The menu has the usual ‘Engrish’ elements: e.g.
Lamb’s slices with Ginger will cost you 1300 RUR. Or you could have
Striploin Steak for 1600 RUR. Saucy! Apart from those odd diversions the choice on offer is rather bewildering – the best menus’ are simple, to my mind. Market, on the other hand, has a Menu of two halves; page one – fish. Fresh fish from France and other places, such as Japan and Australia. Straight off the fresh fish-plane. Nice.
A further ten pages of the menu are given over to glossy photos of pseudo-Japanese/faux-Chinese selections of beansprouting, noodley, crispy fried tit-bits - and steak. I was almost tempted - but in the end I did the only reasonable thing under the circumstances and ordered some fish. Which was great.
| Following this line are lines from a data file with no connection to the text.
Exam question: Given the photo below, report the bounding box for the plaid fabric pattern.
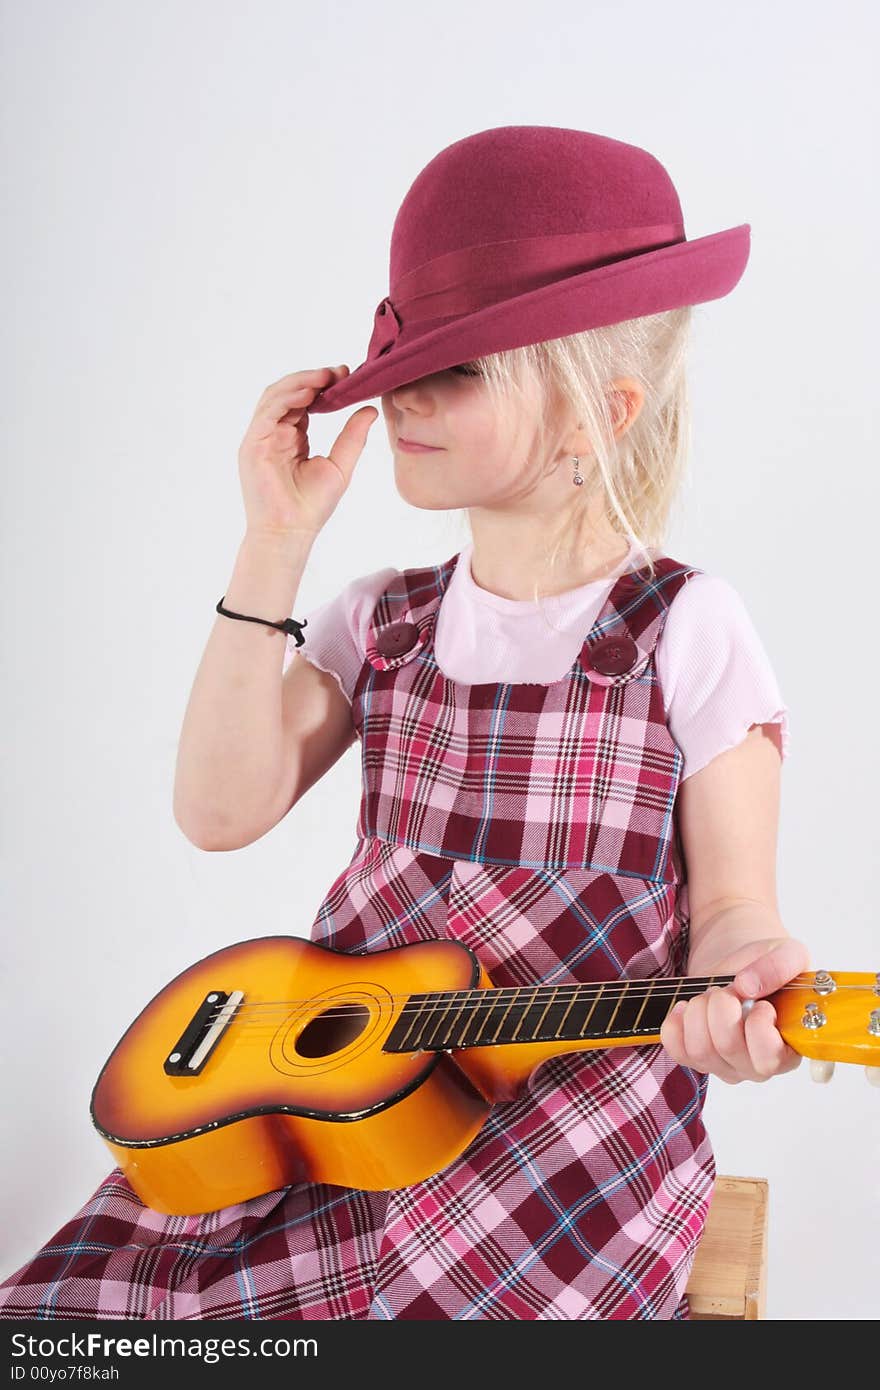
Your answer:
[0,551,714,1320]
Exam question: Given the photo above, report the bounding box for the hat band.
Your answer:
[368,222,684,359]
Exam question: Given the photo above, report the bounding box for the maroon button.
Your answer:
[375,620,420,659]
[587,634,639,676]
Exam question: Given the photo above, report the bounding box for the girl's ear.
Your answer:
[608,378,645,436]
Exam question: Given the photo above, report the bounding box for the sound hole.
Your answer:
[295,1003,370,1058]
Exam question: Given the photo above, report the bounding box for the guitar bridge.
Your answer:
[164,989,244,1076]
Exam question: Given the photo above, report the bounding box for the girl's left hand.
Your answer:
[659,936,811,1084]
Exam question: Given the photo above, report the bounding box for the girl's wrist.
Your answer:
[243,525,318,554]
[686,901,789,976]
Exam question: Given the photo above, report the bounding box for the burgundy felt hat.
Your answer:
[308,124,750,415]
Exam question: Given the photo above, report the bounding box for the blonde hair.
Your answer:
[452,306,694,602]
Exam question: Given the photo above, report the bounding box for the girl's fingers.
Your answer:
[327,407,380,478]
[679,993,713,1070]
[743,1000,802,1078]
[706,986,754,1076]
[659,1002,688,1066]
[681,993,743,1084]
[733,937,812,1001]
[267,365,344,397]
[662,985,802,1084]
[256,367,348,429]
[658,995,739,1084]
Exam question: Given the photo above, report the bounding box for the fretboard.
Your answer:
[383,976,734,1053]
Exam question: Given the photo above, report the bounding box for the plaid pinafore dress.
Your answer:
[0,550,714,1321]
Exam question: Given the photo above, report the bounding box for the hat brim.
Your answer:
[308,223,749,414]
It was particularly great thanks to a little stroke of luck courtesy of our dear and delightful waitress Alyona, who forgot to bring my hot sauce. So I was left with fresh, tasty, brilliantly cooked fish. Brilliantly cooked in that I asked for it rare (being as it was tuna steak) – and I got it rare. Slapped on the grill for long enough to be scorched. Job done. Absolutely delicious. When the sauce arrived, almost too late, I was glad I’d missed out on it – not so much because it was bad, which it wasn’t – but because the fish was so good it didn’t need embellishing.
Neither did the steamed or grilled vegetables. Fresh, tasty, good. And only half an arm and a leg in cost. 6.1 RUR per gram in the case of my fish, and 3.5 rubles per gram in the case of the crab enjoyed by her ladyship. She simpered ecstatically about the crab but it might have been served with a less obtrusive sauce in my opinion. No complaints though.
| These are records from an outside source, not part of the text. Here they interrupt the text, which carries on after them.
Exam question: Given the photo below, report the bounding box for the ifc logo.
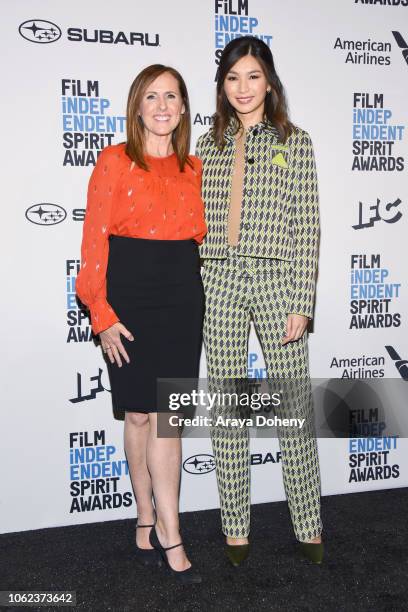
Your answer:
[19,20,61,44]
[25,203,67,226]
[183,454,216,475]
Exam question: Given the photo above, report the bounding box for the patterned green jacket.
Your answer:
[195,121,320,319]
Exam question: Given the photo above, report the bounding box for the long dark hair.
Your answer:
[126,64,192,171]
[213,37,294,148]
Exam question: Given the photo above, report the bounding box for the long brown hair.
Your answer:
[125,64,192,171]
[213,37,294,148]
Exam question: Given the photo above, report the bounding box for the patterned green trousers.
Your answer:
[202,252,322,541]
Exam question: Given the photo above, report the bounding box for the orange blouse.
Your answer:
[76,143,206,334]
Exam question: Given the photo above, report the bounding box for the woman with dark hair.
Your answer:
[196,36,323,566]
[76,64,205,584]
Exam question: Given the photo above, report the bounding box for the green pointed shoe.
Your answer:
[299,541,324,564]
[226,543,250,567]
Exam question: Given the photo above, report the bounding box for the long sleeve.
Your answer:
[76,146,120,334]
[288,131,320,319]
[190,156,206,244]
[193,155,203,186]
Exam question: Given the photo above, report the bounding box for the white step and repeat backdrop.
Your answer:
[1,0,408,533]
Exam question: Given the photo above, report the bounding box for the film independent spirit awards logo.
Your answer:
[18,20,61,43]
[25,203,67,226]
[183,454,216,475]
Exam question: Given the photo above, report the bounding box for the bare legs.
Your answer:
[305,535,322,543]
[124,412,154,548]
[226,536,249,545]
[124,411,191,571]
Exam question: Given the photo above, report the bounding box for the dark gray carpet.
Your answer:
[1,488,407,612]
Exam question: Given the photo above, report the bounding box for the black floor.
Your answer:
[1,488,407,612]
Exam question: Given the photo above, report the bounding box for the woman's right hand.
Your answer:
[100,322,134,367]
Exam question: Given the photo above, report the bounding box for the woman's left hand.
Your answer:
[282,314,309,345]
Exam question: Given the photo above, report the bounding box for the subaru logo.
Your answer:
[183,454,215,475]
[19,20,61,44]
[25,203,67,226]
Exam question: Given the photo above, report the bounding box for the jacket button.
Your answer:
[247,157,255,164]
[246,189,253,197]
[252,129,258,136]
[244,223,251,230]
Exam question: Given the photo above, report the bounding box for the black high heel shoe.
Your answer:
[149,526,202,584]
[135,521,161,567]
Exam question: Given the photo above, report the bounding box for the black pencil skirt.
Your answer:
[106,236,204,413]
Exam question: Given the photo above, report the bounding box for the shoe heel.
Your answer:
[135,546,159,567]
[135,520,157,567]
[157,551,163,567]
[149,526,202,584]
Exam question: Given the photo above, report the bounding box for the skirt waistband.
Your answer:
[109,235,197,247]
[107,235,200,284]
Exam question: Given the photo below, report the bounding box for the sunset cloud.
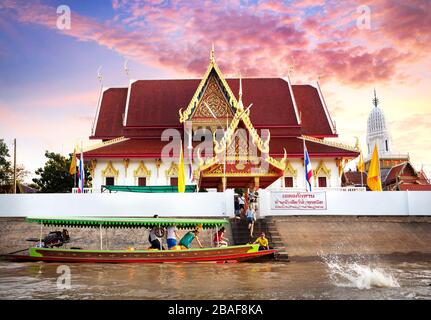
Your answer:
[1,0,428,85]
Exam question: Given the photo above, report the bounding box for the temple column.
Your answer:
[254,177,260,191]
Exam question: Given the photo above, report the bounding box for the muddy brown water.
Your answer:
[0,255,430,300]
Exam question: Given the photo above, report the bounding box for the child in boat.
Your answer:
[179,227,204,249]
[213,226,229,247]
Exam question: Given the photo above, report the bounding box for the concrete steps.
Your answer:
[230,218,289,261]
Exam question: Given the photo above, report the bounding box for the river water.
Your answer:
[0,255,430,300]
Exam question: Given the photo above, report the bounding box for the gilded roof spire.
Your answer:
[239,73,243,101]
[210,43,215,63]
[237,73,244,110]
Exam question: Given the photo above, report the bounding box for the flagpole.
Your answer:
[303,138,307,192]
[80,140,84,192]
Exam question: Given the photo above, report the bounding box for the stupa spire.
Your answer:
[373,88,379,108]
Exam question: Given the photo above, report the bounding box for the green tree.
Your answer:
[0,139,11,185]
[32,151,91,193]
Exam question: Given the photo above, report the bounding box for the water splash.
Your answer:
[320,253,400,290]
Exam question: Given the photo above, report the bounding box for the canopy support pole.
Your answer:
[39,224,43,245]
[99,224,103,250]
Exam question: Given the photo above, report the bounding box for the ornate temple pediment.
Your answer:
[179,46,238,125]
[134,161,151,177]
[165,162,179,178]
[313,160,331,178]
[101,161,119,177]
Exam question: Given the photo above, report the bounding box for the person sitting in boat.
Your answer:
[148,226,165,250]
[253,232,272,251]
[179,227,203,249]
[166,224,180,250]
[213,226,229,247]
[43,229,70,248]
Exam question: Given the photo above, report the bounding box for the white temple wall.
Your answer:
[91,157,342,190]
[268,158,341,189]
[91,158,196,190]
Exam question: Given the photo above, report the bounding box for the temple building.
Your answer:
[82,48,359,192]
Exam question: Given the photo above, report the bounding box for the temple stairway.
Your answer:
[230,217,289,260]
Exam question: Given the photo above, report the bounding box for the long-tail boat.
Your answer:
[4,217,278,263]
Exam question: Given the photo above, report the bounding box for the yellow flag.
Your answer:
[69,148,77,175]
[367,144,382,191]
[357,151,365,173]
[177,142,186,193]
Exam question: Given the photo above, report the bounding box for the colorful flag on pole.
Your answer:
[367,144,382,191]
[178,141,186,193]
[69,148,77,175]
[304,140,313,192]
[357,150,365,173]
[78,144,85,193]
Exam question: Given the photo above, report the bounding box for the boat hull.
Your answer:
[3,245,278,263]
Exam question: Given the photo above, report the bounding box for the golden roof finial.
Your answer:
[237,73,244,110]
[239,73,243,100]
[210,43,215,63]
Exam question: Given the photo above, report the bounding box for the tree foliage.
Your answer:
[0,139,11,185]
[32,151,91,193]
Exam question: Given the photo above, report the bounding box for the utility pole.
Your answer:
[13,138,16,194]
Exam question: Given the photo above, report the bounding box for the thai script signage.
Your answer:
[271,191,327,210]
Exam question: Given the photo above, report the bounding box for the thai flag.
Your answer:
[304,141,313,192]
[77,149,85,193]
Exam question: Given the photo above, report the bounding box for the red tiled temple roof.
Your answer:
[93,88,128,139]
[398,184,431,191]
[292,85,334,136]
[384,162,409,184]
[92,78,335,139]
[343,171,368,185]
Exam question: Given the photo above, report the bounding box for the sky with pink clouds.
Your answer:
[0,0,430,182]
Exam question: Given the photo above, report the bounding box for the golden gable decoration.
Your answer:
[134,161,151,178]
[313,161,331,178]
[165,162,179,178]
[179,45,238,124]
[101,161,119,177]
[284,160,297,177]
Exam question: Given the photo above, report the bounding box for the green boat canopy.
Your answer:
[26,217,229,229]
[101,185,197,193]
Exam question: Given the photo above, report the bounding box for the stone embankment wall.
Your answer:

Good food is always a crowd pleaser if I’m in the audience. And I need a bit of pleasing if the raggafon selection on the in-house cd, played shamelessly at up-front volume doesn’t become more sophisticated quite quickly. It doesn’t. Bad music works – why change it?, is the abiding principle/annoying tradition, which ‘Market’ is unremarkable in adhering to.
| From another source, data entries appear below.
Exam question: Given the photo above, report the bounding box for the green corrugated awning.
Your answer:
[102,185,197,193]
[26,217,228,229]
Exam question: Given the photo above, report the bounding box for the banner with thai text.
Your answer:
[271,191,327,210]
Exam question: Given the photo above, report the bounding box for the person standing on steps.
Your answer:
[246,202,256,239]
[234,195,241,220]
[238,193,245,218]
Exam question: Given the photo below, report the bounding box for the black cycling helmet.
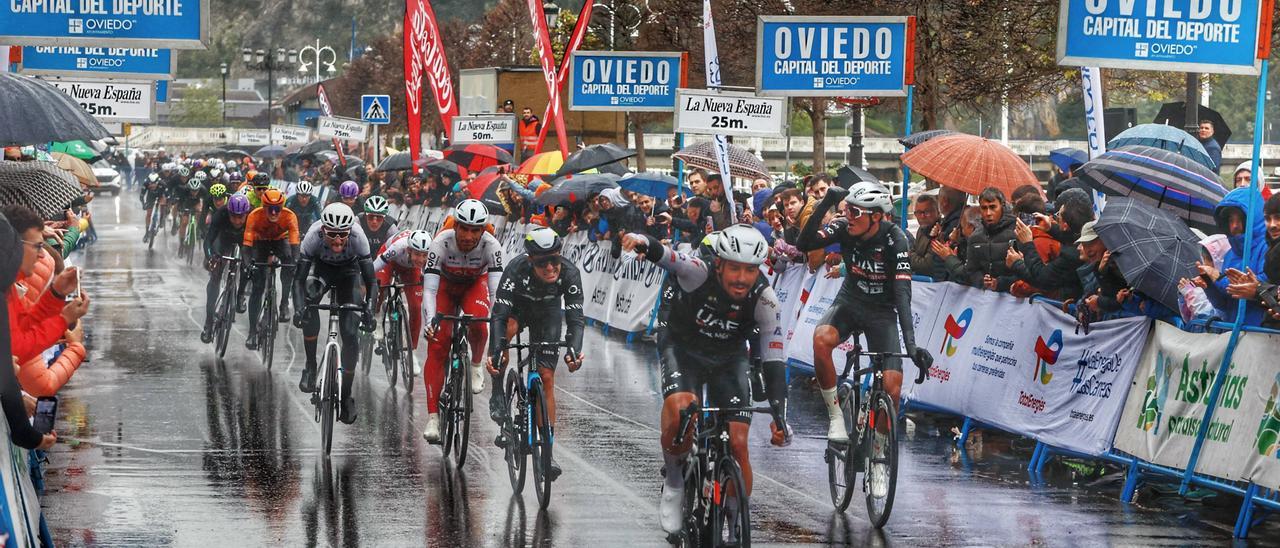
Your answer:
[251,171,270,185]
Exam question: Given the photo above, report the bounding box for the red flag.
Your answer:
[526,0,572,159]
[404,0,459,165]
[533,0,595,154]
[315,83,347,167]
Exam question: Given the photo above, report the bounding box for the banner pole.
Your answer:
[1179,58,1270,493]
[899,85,914,231]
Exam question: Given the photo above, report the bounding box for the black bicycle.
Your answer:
[497,338,574,510]
[671,395,772,547]
[434,314,489,468]
[824,341,920,528]
[376,278,418,390]
[253,258,291,370]
[309,295,365,456]
[144,202,162,251]
[211,246,244,358]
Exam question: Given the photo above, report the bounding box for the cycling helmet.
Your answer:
[407,230,432,253]
[363,195,389,215]
[187,178,203,190]
[339,180,360,199]
[262,188,285,207]
[295,181,314,196]
[146,173,160,183]
[844,181,894,214]
[524,227,562,256]
[209,183,228,198]
[227,159,238,168]
[252,171,271,185]
[209,167,223,179]
[713,224,768,265]
[192,170,208,181]
[227,194,251,215]
[321,203,357,231]
[228,172,243,183]
[192,159,205,169]
[161,162,175,171]
[453,199,488,227]
[177,165,190,177]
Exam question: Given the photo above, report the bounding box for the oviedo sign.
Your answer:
[755,16,915,97]
[568,51,686,112]
[673,89,788,138]
[0,0,209,49]
[20,46,173,79]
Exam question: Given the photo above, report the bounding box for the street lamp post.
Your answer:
[219,62,228,126]
[593,0,643,50]
[297,39,338,84]
[242,46,298,127]
[543,1,560,30]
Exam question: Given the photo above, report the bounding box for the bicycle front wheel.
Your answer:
[864,391,899,529]
[504,369,527,494]
[530,377,553,509]
[214,282,233,358]
[453,346,473,468]
[710,456,751,548]
[396,302,415,388]
[827,383,857,512]
[382,310,399,387]
[260,287,276,370]
[320,348,339,456]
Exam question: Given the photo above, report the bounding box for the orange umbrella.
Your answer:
[50,151,95,187]
[517,152,564,176]
[901,134,1037,197]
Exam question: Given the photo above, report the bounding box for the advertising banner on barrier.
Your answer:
[270,124,310,145]
[579,241,614,323]
[20,46,173,79]
[609,253,665,333]
[45,77,154,123]
[0,0,208,49]
[569,51,684,112]
[755,16,914,97]
[674,88,788,138]
[771,263,807,343]
[1055,0,1266,75]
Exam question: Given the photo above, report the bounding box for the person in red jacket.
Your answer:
[0,207,59,450]
[2,205,88,363]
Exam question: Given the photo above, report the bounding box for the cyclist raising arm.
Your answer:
[622,224,790,536]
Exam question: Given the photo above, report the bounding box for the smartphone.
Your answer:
[32,396,57,434]
[1018,213,1037,226]
[67,267,81,301]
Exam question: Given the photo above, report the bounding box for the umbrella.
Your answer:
[618,172,678,199]
[517,152,565,177]
[1093,197,1203,312]
[297,140,337,156]
[49,140,98,161]
[420,158,468,181]
[899,134,1037,197]
[220,148,254,159]
[672,141,770,180]
[535,173,621,206]
[1153,102,1231,147]
[376,151,433,172]
[0,73,111,147]
[49,152,95,187]
[835,165,878,188]
[1048,148,1088,173]
[465,172,510,214]
[898,129,958,150]
[1075,145,1227,231]
[1106,124,1215,171]
[256,144,287,159]
[0,160,86,218]
[554,143,636,177]
[443,144,514,172]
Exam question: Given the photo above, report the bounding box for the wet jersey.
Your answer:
[299,221,371,266]
[489,254,586,355]
[373,230,417,271]
[799,217,912,309]
[204,207,246,257]
[422,229,503,320]
[243,207,300,246]
[359,213,398,255]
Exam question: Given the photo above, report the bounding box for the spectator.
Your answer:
[1198,120,1223,172]
[750,188,776,244]
[776,188,807,245]
[936,186,968,243]
[633,193,672,240]
[13,248,84,397]
[1231,160,1273,199]
[1007,188,1093,302]
[751,178,771,193]
[1197,188,1271,325]
[687,168,708,198]
[964,187,1019,290]
[931,205,981,281]
[1248,194,1280,327]
[518,107,542,160]
[672,197,711,243]
[0,212,56,451]
[501,99,515,114]
[908,194,941,278]
[3,205,87,364]
[703,174,733,230]
[594,188,640,257]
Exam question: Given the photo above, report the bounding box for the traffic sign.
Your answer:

Pudding was served – I got the most popular dish
cream with wild cherry baked in a soft meringue 590 rubles to find out what the fuss was about – it wasn’t a good idea – taking the edge off my fish high as it did. But each to their own as Shakespeare said and it wasn’t unduly inedible. Madame Belafonte’s
Cheese Mousse and passion fruit sauce was more delectable but just as mundane. 410 rubles for a tasty little pudding...?
If you think you might be heading to Market anyhow, worth knowing that from 8th-12th November Khor Beng Sin – Chef to the President of Malaysia – has a short residency adding some personal flourishes to the menu.